The principal coordinates analysis (PCoA) based on cosine distance between samples from all mice on all days. Each dot represents a gut microbiota profile. Colours show the antibiotic group and day. The further dots are separated, the larger the dissimilarity between associated gut microbiota profiles. The group to the right (red and orange) represent individual profiles from mice in the clindamycin and dicloxacillin groups at days 3 and 5. These are clearly separated from the rest of the samples. PCoA starts by putting the first point at the origin, and the second along the first axis (e.g., PC1). Each axis can represent a phylum or bacterial species. Further points can be added, which usually means adding a second axis followed by a possible third axis and so forth (e.g., PC2 and PC3 etc.). A successful PCoA will, therefore, generate a 2–3 axes. Each object has a ‘score’ along each axis. The combined scores delivering the position in the plot.
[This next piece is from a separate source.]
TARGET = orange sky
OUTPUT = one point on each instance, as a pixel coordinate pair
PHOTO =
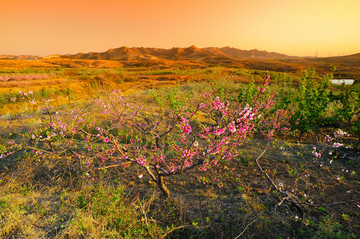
(293, 27)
Via PCoA, we visualize the dissimilarities, or distances, between samples from mice receiving antibiotics. Interpretation of a PCoA plot is straightforward: Objects closer to one another are more similar than those further away. The points illustrate the normal variation for controls and the variation induced by antibiotic treatment. Antibiotic treatments were given once a day for three days (day 1 to day 3). The faeces was collected on day 1 (prior to the antibiotic treatment), on day 3, and finally on day 5 (two days after the end of treatment), respectively. “1” = Day 1, “2” = Day 2, and “5” = Day 5. Control: No antibiotics given; CFR: Cefuroxime; CIP: Ciprofloxacin; CLI: Clindamycin; CTX: Cefotaxime; DIC: Dicloxacillin.